Deutsche Mythologie (/de/, Teutonic Mythology) is a treatise on Germanic mythology by Jacob Grimm. First published in Germany in 1835, the work is an exhaustive treatment of the subject, tracing the mythology and beliefs of the ancient Germanic peoples from their earliest attestations to their survivals in modern traditions, folktales and popular expressions.

== Content ==
The structure of the Deutsche Mythologie is fairly encyclopaedic. The articles and chapters are discursive of philological, historical, folkloristic, and poetic aspects of the pre-Christian Germanic religions. The sources are varied epochally and geographically. In many instances, Grimm cites the North and West Germanic variants of a religious entity; thus the entry on Thor is titled 'Donar, Thunar (Thôrr)'. Older Germanic words, particularly those concerning ritual, are often compared to Latin equivalents, as evident in the table of contents.

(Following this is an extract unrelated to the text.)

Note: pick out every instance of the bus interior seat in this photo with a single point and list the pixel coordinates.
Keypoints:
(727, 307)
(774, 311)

==Historiographical importance==

The Deutsche Mythologie was an influential study; it has been called 'seminal, and largely unsurpassed'. Previous studies of Germanic mythology had tended to focus strictly on gods, whereas Grimm 'examined the totality of Germanic religious experience, from the creation narratives of the Prose Edda to the superstitions of the German peasant'. Grimm was not given to explicit discussions of method, but his study implies a set of 'buried theses' which were important to the development of scholarship on mythology: that the study of words as well as stories can reveal past belief-systems, and that 'just as Primitive Germanic word-forms could be "reconstructed" on a comparative basis, so could Primitive Germanic concepts, and the mythology in which they were embedded'. Grimm also assumed a 'thesis of continuity', whereby later sources could be seen as representations of earlier culture, due to the historical continuities between the two.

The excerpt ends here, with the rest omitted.